Center for Health Informatics and Bioinformatics, New York University School of Medicine, New York, NY 10016, USA.
Biol Direct. 2011 May 18;6:25. doi: 10.1186/1745-6150-6-25.
GWAS owe their popularity to the expectation that they will make a major impact on diagnosis, prognosis and management of disease by uncovering genetics underlying clinical phenotypes. The dominant paradigm in GWAS data analysis so far consists of extensive reliance on methods that emphasize contribution of individual SNPs to statistical association with phenotypes. Multivariate methods, however, can extract more information by considering associations of multiple SNPs simultaneously. Recent advances in other genomics domains pinpoint multivariate causal graph-based inference as a promising principled analysis framework for high-throughput data. Designed to discover biomarkers in the local causal pathway of the phenotype, these methods lead to accurate and highly parsimonious multivariate predictive models. In this paper, we investigate the applicability of causal graph-based method TIE* to analysis of GWAS data. To test the utility of TIE*, we focus on anti-CCP positive rheumatoid arthritis (RA) GWAS datasets, where there is a general consensus in the community about the major genetic determinants of the disease.

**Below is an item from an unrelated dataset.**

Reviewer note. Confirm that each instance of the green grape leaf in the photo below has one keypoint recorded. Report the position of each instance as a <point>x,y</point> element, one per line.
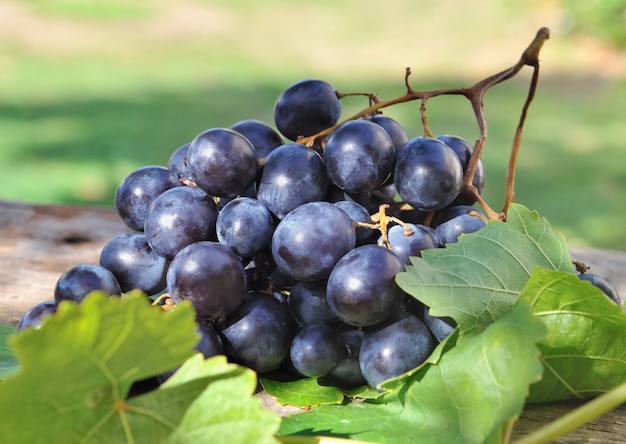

Application of TIE* to the North American Rheumatoid Arthritis Cohort (NARAC) GWAS data results in six SNPs, mostly from the MHC locus. Using these SNPs we develop two predictive models that can classify cases and disease-free controls with an accuracy of 0.81 area under the ROC curve, as verified in independent testing data from the same cohort. The predictive performance of these models generalizes reasonably well to Swedish subjects from the closely related but not identical Epidemiological Investigation of Rheumatoid Arthritis (EIRA) cohort with 0.71-0.78 area under the ROC curve. Moreover, the SNPs identified by the TIE* method render many other previously known SNP associations conditionally independent of the phenotype.
Our experiments demonstrate that application of TIE* captures maximum amount of genetic information about RA in the data and recapitulates the major consensus findings about the genetic factors of this disease. In addition, TIE* yields reproducible markers and signatures of RA. This suggests that principled multivariate causal and predictive framework for GWAS analysis empowers the community with a new tool for high-quality and more efficient discovery.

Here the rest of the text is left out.